Power Over Ethernet is a technology that enables electrical current to be transmitted over standard Ethernet network cables rather than traditional power cords. POE is a convenient way to supply power to devices like VoIP phones, security cameras and RFID readers, without having to install dedicated electrical wiring.
If a device is POE-enabled then only the network connection needs to be made. The device receives its electrical power from the same cable. This greatly reduces the time and cost involved with deploying new equipment, as well as being more flexible and scalable. Devices can be repositioned more easily, and reliability is also improved because critical network equipment is usually backed up by an uninterruptible power supply.
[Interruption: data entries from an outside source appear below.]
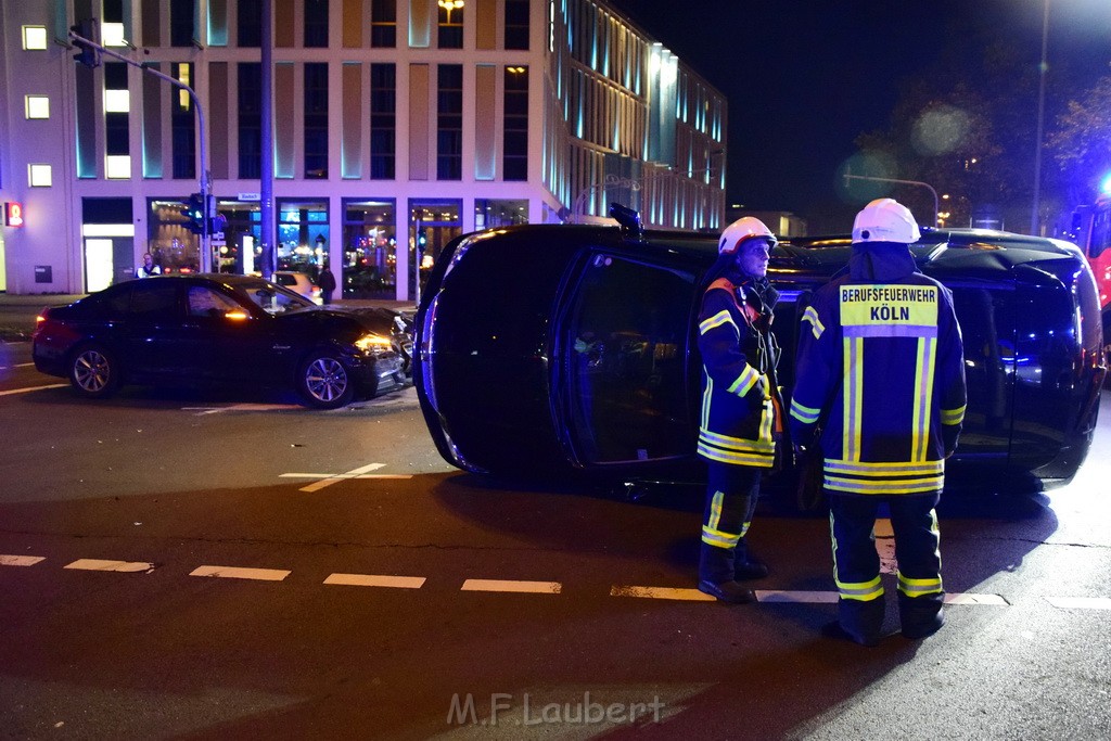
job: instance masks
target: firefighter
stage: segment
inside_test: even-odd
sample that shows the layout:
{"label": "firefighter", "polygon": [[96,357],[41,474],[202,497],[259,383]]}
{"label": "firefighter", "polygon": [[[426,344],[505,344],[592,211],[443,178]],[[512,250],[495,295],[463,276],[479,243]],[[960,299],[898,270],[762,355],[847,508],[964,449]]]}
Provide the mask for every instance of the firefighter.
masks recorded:
{"label": "firefighter", "polygon": [[740,581],[768,568],[754,559],[745,533],[760,494],[760,477],[774,463],[773,433],[782,427],[774,381],[779,346],[771,333],[779,293],[768,283],[774,234],[759,219],[729,224],[702,296],[698,347],[702,354],[702,412],[698,452],[708,462],[698,588],[723,602],[752,602]]}
{"label": "firefighter", "polygon": [[801,318],[791,439],[818,440],[830,502],[838,621],[825,633],[875,645],[884,597],[873,525],[885,502],[895,537],[902,634],[944,621],[935,507],[964,418],[964,361],[950,291],[918,271],[920,237],[890,198],[852,228],[848,273],[814,293]]}

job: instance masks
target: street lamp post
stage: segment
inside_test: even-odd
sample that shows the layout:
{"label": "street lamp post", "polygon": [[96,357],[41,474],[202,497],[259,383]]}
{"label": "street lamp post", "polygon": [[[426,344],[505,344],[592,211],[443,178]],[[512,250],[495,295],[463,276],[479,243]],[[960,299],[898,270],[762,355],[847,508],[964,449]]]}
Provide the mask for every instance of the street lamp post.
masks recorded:
{"label": "street lamp post", "polygon": [[1038,133],[1034,138],[1034,199],[1030,211],[1030,233],[1038,234],[1041,229],[1041,150],[1042,134],[1045,128],[1045,70],[1048,60],[1045,51],[1049,47],[1049,0],[1044,0],[1042,14],[1042,58],[1038,69]]}

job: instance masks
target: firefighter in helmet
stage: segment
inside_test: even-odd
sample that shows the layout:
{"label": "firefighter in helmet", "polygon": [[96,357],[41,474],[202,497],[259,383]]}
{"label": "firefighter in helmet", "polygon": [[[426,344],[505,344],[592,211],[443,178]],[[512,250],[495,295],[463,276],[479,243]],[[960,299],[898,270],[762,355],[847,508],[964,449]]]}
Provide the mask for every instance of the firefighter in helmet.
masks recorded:
{"label": "firefighter in helmet", "polygon": [[761,474],[774,463],[774,438],[782,425],[775,383],[780,351],[771,333],[779,293],[767,276],[769,252],[777,243],[759,219],[744,217],[729,224],[698,318],[698,452],[709,472],[698,588],[730,603],[752,602],[752,590],[740,581],[768,574],[749,553],[745,534]]}
{"label": "firefighter in helmet", "polygon": [[[830,501],[838,621],[827,634],[875,645],[884,613],[873,525],[891,514],[902,634],[944,620],[935,507],[964,418],[961,331],[949,289],[918,271],[920,238],[901,203],[865,206],[849,270],[820,288],[801,318],[790,433],[819,438]],[[801,452],[801,451],[799,451]]]}

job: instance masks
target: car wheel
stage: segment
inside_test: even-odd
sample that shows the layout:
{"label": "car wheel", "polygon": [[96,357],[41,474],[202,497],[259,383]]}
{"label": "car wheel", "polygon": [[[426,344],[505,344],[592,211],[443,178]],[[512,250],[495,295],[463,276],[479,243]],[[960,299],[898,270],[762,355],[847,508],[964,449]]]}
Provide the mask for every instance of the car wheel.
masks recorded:
{"label": "car wheel", "polygon": [[122,369],[116,356],[99,344],[86,344],[70,358],[70,384],[82,397],[103,399],[120,388]]}
{"label": "car wheel", "polygon": [[298,373],[298,390],[317,409],[338,409],[351,402],[354,383],[343,362],[331,352],[313,352]]}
IEEE standards 802.3af and 802.3at ensure the reliable operation of all compatible POE equipment. If your network doesn’t already support POE, then upgrading is relatively simple. There are two common approaches – POE Switch and POE Injection (or POE Midspan).
1. POE Switch
A POE switch is a normal rack-mounted network switch with integrated Power over Ethernet functionality. It automatically recognizes any POE-enabled devices connected to the
switch, and supplies power to the device accordingly. Power will not be sent if the device is not POE-compatible.
2. POE Injector
A POE Injector (also known as a POE Midspan) injects power into non-POE network links. To upgrade a specific port, the cable simply needs to be patched through the Midspan. This is a flexible and cost effective solution when only a few POE ports are needed.
If your network supports POE, but your device doesn’t, then it’s sometimes possible to use a POE splitter to power the device. The splitter connects to the network RJ45 port, and splits the simultaneous transmission of data and power into two separate ports. One port is a standard RJ45 network connection, and the other is a DC power jack that outputs a low voltage suitable for the IP phone, camera or other device.
How POE works
Ethernet cables are constructed of eight wires arranged in four twisted pairs. Two pairs are used for transmitting data under 10 and 100BASE-T Ethernet, and all four pairs are used for transmitting data under Gigabit Ethernet. POE treats each pair as a single conductor, and can use any two pairs to carry electrical current.
Power is injected onto the cable at level that is safe for humans – typically 48 volts DC. However, sensitive equipment that has not been designed to receive POE may suffer damage even at that level, so the POE switch performs a signature detection process and only sends power if a compatible device is detected.
Once power has been enabled, the switch monitors the electrical stream and will cut power to the cable if too much or too little power is drawn. This ensures that the supply of power is terminated if the device is unplugged.